In order to audition and participate in the production, you will need to present a negative COVID-19 test taken the same day as the audition/rehearsal. Alternatively, you may voluntarily provide proof of vaccination or proof of a current positive antibody test.

***Please wear a mask during your audition unless asked to remove it.***

Performers speak and sing in close proximity for extended periods of time. In order to keep the cast and crew healthy and make sure our production gets to the stage, vaccination is encouraged. Although the cast being exposed to COVID-19 is inevitable, vaccination is proven to reduce the risk, severity, and length of being infected. Unvaccinated cast members can seriously jeopardize the production.

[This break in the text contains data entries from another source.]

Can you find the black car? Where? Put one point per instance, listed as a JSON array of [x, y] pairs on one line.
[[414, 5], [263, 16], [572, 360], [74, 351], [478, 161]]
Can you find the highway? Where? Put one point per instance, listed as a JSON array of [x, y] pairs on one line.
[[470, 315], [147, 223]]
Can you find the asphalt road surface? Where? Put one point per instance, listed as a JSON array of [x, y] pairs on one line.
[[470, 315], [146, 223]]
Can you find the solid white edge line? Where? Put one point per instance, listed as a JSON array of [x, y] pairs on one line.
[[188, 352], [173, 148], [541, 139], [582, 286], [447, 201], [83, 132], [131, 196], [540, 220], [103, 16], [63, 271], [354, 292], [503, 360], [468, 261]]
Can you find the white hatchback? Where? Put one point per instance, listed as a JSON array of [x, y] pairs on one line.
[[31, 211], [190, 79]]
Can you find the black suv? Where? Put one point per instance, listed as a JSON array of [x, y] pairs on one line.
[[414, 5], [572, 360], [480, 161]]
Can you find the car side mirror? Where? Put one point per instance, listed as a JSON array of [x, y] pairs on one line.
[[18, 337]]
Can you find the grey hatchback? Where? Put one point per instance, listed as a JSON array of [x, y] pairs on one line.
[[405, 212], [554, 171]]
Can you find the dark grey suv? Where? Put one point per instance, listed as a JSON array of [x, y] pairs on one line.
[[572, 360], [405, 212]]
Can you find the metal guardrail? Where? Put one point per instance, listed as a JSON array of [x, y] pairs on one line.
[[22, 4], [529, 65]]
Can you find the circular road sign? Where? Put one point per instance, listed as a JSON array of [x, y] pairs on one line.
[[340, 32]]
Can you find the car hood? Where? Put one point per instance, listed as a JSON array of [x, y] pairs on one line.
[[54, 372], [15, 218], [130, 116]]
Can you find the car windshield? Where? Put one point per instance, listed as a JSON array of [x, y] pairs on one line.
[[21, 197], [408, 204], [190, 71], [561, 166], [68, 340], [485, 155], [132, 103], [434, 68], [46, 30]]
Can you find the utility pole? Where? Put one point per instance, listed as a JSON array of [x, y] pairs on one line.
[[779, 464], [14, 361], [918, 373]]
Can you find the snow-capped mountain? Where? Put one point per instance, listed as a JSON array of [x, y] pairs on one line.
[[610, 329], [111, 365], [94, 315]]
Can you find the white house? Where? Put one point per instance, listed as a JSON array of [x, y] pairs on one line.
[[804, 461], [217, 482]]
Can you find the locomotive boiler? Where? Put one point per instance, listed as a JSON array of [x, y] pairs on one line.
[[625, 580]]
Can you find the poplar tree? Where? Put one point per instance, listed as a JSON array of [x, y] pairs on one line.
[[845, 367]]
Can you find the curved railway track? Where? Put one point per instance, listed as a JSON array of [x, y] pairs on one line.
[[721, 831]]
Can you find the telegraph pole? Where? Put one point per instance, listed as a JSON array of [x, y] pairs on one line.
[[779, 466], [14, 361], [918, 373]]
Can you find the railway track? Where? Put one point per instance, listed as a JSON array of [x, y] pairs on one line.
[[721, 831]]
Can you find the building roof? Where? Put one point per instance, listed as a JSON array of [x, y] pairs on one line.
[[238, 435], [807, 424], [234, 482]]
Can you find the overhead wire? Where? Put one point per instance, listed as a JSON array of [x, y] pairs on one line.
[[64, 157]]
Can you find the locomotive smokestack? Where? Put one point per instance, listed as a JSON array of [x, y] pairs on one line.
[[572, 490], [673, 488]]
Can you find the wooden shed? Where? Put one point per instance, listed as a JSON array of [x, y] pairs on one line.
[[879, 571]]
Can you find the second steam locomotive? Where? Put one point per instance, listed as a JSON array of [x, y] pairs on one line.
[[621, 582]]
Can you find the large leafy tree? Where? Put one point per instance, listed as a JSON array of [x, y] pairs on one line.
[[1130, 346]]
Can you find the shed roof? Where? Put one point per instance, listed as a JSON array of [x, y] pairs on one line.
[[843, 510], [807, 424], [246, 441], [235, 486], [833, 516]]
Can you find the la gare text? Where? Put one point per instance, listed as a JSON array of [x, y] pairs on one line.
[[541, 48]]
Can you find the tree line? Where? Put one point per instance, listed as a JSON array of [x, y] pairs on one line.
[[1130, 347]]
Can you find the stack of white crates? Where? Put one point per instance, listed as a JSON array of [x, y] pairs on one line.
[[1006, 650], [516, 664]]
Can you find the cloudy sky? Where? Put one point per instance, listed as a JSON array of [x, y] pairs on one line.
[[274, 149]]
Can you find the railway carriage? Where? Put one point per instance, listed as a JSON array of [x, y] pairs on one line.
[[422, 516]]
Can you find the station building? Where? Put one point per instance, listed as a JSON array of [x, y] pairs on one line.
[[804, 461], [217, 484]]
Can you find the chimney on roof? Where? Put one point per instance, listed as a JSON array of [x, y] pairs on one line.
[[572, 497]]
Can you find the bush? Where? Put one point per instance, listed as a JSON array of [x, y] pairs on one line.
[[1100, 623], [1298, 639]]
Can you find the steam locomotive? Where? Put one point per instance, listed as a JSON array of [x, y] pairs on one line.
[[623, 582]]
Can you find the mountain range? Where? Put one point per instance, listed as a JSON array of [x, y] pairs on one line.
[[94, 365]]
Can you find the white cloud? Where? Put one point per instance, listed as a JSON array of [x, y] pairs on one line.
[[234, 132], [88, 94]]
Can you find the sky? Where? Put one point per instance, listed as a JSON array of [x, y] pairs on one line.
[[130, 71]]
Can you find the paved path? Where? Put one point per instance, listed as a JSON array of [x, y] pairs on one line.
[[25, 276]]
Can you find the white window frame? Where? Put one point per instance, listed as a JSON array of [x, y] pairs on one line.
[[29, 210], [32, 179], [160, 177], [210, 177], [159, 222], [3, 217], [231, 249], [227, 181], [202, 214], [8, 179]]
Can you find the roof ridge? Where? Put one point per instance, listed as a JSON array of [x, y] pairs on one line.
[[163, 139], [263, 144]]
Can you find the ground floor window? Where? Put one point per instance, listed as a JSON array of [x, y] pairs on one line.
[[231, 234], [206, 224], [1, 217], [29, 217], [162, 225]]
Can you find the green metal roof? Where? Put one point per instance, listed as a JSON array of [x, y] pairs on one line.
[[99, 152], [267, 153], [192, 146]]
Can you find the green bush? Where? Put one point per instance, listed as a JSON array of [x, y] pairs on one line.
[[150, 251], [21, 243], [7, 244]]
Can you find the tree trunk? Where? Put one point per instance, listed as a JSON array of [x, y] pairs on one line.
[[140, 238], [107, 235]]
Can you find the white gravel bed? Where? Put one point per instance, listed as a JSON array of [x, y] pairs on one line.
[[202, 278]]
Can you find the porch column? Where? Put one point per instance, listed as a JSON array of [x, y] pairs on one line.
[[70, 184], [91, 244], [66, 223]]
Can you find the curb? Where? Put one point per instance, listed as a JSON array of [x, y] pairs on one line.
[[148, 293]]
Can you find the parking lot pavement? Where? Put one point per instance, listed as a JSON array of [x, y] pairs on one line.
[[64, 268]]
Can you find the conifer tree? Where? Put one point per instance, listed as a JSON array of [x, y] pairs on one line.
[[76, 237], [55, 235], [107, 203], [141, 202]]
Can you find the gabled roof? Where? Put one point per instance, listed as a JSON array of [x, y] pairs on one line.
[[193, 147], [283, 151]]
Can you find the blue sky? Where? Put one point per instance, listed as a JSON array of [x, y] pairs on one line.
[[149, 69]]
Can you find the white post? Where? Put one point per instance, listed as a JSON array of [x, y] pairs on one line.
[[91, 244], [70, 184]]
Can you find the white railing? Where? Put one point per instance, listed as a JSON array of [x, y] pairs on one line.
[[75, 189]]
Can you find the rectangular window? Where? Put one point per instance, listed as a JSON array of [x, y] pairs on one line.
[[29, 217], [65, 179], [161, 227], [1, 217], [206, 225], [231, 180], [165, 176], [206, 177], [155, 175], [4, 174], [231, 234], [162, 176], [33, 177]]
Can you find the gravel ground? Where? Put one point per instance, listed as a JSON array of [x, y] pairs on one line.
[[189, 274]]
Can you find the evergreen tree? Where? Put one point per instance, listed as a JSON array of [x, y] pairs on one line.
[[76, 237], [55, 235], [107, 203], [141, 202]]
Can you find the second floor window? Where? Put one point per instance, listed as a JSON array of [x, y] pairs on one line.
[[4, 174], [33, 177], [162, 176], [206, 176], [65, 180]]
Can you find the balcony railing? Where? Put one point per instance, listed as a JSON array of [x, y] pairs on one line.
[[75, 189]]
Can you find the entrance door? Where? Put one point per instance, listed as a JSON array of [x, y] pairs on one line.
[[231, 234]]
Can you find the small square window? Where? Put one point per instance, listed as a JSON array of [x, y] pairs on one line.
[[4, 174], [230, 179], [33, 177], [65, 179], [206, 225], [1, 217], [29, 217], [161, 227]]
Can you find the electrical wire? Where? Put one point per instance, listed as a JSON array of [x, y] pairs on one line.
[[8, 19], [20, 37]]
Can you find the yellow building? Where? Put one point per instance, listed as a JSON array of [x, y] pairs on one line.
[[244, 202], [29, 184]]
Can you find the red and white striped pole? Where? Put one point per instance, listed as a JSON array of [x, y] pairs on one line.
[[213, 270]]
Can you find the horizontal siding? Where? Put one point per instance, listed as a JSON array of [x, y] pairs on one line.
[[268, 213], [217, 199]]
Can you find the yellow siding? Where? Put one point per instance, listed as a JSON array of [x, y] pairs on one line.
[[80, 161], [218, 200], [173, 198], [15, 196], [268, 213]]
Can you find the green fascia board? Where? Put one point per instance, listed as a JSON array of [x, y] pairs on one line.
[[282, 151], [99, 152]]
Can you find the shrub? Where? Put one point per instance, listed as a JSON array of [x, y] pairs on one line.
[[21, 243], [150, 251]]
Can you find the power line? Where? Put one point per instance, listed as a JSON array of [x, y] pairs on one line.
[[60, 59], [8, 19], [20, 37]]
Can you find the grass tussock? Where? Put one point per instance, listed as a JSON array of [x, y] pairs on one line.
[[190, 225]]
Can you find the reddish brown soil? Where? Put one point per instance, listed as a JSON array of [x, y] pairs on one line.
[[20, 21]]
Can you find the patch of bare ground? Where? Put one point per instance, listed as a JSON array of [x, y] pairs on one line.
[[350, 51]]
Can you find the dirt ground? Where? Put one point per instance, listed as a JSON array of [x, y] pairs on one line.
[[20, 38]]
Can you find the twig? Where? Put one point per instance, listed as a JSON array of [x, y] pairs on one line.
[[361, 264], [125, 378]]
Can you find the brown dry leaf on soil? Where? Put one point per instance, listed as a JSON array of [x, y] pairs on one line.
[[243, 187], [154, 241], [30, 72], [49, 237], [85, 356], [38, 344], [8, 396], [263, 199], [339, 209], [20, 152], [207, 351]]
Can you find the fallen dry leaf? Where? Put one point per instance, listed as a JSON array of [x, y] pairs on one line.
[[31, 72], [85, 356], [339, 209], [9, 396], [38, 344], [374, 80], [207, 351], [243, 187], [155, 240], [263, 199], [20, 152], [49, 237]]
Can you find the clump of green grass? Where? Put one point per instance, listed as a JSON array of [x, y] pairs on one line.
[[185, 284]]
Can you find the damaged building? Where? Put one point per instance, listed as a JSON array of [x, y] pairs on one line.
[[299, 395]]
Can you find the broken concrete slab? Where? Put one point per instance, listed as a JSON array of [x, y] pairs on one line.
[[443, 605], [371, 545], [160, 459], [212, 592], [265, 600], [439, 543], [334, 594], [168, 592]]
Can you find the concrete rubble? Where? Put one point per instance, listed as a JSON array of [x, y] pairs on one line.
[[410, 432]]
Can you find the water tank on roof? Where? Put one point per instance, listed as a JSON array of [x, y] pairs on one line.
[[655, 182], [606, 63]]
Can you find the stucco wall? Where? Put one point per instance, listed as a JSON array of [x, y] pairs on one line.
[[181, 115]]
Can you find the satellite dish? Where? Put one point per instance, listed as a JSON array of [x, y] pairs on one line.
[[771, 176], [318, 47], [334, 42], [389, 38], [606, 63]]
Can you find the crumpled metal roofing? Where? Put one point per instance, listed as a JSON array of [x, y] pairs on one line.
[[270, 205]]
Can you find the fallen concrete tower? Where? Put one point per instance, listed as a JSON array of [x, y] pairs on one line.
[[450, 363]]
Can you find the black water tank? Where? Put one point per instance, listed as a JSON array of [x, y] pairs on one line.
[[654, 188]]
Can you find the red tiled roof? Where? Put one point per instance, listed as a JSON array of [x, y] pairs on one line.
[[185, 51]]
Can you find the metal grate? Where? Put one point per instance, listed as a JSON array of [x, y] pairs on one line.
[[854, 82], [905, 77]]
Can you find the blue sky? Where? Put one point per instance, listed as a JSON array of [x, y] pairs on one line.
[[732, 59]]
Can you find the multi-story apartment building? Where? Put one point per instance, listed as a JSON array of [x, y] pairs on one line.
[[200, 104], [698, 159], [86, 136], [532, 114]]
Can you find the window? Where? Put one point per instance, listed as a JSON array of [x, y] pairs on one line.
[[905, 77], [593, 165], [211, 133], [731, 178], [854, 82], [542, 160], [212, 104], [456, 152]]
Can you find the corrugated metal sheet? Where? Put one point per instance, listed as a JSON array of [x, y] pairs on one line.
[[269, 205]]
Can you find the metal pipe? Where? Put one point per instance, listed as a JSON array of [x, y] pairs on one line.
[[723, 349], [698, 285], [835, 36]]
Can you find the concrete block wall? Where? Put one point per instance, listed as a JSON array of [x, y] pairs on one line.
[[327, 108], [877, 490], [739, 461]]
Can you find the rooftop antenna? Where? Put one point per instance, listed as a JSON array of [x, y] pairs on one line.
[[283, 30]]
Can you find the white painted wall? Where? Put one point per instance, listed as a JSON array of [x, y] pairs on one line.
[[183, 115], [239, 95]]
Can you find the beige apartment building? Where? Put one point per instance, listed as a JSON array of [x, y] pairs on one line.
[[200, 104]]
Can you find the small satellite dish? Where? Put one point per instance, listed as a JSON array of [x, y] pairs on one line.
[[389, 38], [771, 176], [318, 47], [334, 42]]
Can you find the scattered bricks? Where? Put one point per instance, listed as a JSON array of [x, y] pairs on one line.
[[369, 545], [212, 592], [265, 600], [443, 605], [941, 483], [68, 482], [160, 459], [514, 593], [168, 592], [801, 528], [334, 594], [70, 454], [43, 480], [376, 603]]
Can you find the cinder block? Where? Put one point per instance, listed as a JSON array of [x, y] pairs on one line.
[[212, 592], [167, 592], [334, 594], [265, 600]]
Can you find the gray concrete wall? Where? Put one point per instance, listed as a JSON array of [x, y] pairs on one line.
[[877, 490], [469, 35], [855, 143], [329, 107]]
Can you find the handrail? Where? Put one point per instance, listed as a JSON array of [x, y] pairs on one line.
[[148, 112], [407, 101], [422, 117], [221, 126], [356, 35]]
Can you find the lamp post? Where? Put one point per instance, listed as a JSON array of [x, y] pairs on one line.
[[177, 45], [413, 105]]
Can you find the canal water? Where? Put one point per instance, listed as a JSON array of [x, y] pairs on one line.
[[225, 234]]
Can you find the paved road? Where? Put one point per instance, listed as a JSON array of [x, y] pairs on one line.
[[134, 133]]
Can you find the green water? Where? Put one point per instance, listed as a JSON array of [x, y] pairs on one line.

The creative team, by their own volition, is vaccinated. Theatre Bristol devotes a great deal of time, energy, and money to each production and requests that our volunteers support that effort by being vaccinated.

Theatre Bristol cannot be held responsible for exposure to COVID-19.

These requirements are updated as more information becomes available.

If, at any point, the Theatre Bristol Board of Directors determines that it is not prudent to proceed with the production, the show will be cancelled.